Last week, we read about the first seven plagues, which ranged from causing a serious nuisance (blood, frogs, and lice), to incredible pain (boils and hail), to crippling the economy (death of livestock and hail again). This week we add the final three, and it's interesting to consider why these are so terrible as to come last. Working backwards, the final plague,
death of all first-born Egyptians, is understandably the blow that seals the deal. Plague #9 is interesting, because plunging Egypt into darkness was not only terrifying and paralyzing, but it challenged the essence of Egyptian theology. Ra, the sun-god of Egypt was supposed to be the head honcho, and Pharaoh was the human embodiment of Ra on earth. So to strike them with darkness completely annihilated all semblance of Ra's power, and humiliated Pharaoh.
But what about plague #8, locusts? How are they any different than the lice or insects from earlier plagues? Well, according to the Etz Hayim Torah Commentary, "The locust swarm is one of the worst scourges. An area of one square kilometer can contain 50 million such insects; in a single night they can devour 100,000 tons of vegetation." We're no longer talking inconvenience or even physical
pain; this is the total devastation of an agricultural society. What else are people going to live off? As city-dwellers, it is hard for us to appreciate how shattering such a plague could be for a farming community. But here's where we transition to modern times. It is worth noting that even though we don't have swarms of locusts descending upon us, access to food and the threat of starvation is still a major fear all around the world, and even in many parts of the US. Researchers talk about something they call food deserts, and I urge you to click on that link to learn more about this essential concept. God caused Egypt to become a literal food desert in our parasha, but today's food deserts are often man-made.

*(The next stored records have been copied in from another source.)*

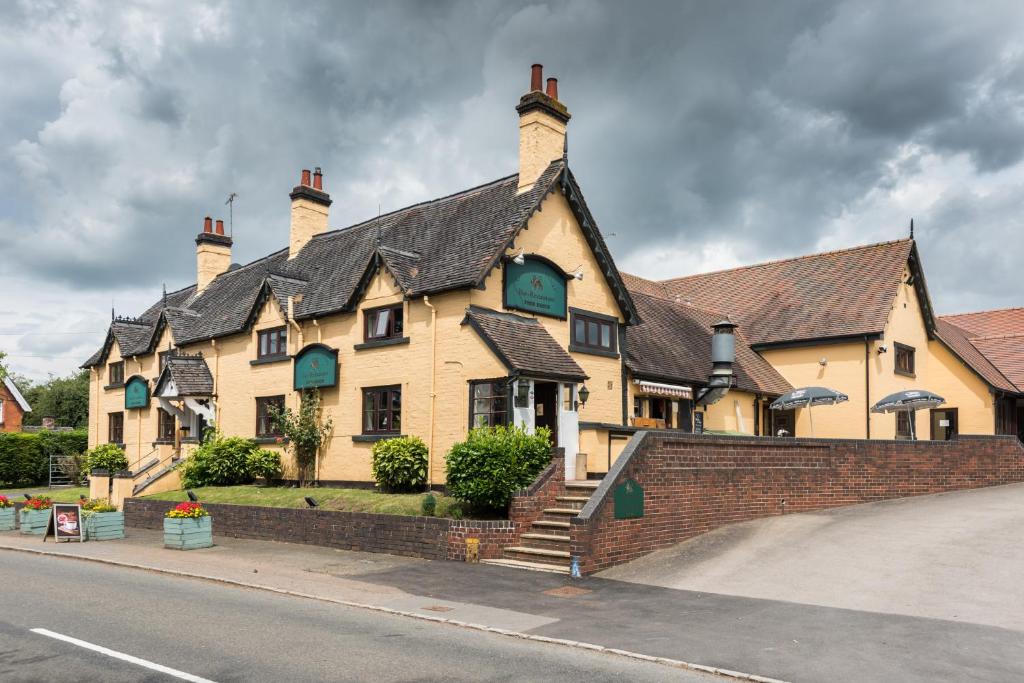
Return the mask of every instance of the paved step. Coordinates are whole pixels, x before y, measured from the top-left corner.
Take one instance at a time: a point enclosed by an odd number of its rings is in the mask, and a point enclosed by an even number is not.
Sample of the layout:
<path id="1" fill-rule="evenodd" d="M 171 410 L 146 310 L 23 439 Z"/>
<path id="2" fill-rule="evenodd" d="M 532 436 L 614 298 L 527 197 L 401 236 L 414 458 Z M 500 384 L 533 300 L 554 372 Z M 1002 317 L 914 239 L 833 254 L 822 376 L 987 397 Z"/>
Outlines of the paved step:
<path id="1" fill-rule="evenodd" d="M 550 534 L 523 534 L 519 537 L 520 548 L 539 550 L 569 550 L 568 536 L 552 536 Z"/>
<path id="2" fill-rule="evenodd" d="M 563 521 L 553 522 L 553 521 L 548 520 L 548 519 L 538 519 L 536 522 L 533 523 L 533 526 L 535 526 L 535 527 L 542 527 L 542 528 L 545 528 L 545 529 L 550 529 L 551 531 L 560 531 L 560 530 L 563 530 L 563 529 L 565 531 L 569 530 L 569 522 L 563 522 Z"/>
<path id="3" fill-rule="evenodd" d="M 574 508 L 544 508 L 544 514 L 575 517 L 576 515 L 580 514 L 580 511 Z"/>
<path id="4" fill-rule="evenodd" d="M 557 524 L 557 522 L 555 522 L 555 523 Z M 537 522 L 534 522 L 530 526 L 529 533 L 531 533 L 531 534 L 538 534 L 540 536 L 568 536 L 569 535 L 569 526 L 568 525 L 565 525 L 565 526 L 555 526 L 555 527 L 544 526 L 543 520 L 539 520 Z"/>
<path id="5" fill-rule="evenodd" d="M 525 560 L 480 560 L 480 564 L 493 564 L 499 567 L 515 567 L 534 572 L 550 572 L 552 574 L 568 574 L 569 568 L 542 562 L 526 562 Z"/>
<path id="6" fill-rule="evenodd" d="M 588 496 L 558 496 L 555 500 L 558 502 L 559 507 L 582 510 L 590 498 Z"/>
<path id="7" fill-rule="evenodd" d="M 555 534 L 537 534 L 537 533 L 532 533 L 532 532 L 528 533 L 528 534 L 523 534 L 522 536 L 520 536 L 520 538 L 534 538 L 534 539 L 542 539 L 542 540 L 545 540 L 545 541 L 558 541 L 559 543 L 568 543 L 569 542 L 569 537 L 568 536 L 559 536 L 559 535 L 555 535 Z"/>
<path id="8" fill-rule="evenodd" d="M 596 489 L 601 485 L 600 479 L 570 479 L 565 482 L 566 487 Z"/>
<path id="9" fill-rule="evenodd" d="M 556 566 L 569 566 L 568 550 L 552 550 L 549 548 L 530 548 L 524 545 L 517 545 L 505 548 L 505 559 L 522 560 L 525 562 L 541 562 Z"/>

Next week, at Ohev Shalom, we will be hosting as our Scholar in Residence, Dr. Jordan Rosenblum, who will be speaking to us about all manner of food-related topics. His titles include, "The Goy of Cooking - Jews and non-Jews in the Rabbinic Kitchen" and "The Jew as Other, and the Other White Meat." I am truly hoping that this weekend
sparks a new debate about food, sustainability, and nutrition, both within the congregation and in relation to our wider community. Starvation is indeed a horrific plague, high even on God's list of punishments to reserve for dire circumstances. Many people are starving, or are seriously under-nourished today. It is, therefore, tempting to ask, is it God's fault or ours? Yet perhaps it's time to put that debate aside, and start focusing instead on how we can make a difference, and how we can get rid of some proverbial 'locusts' right here in our area.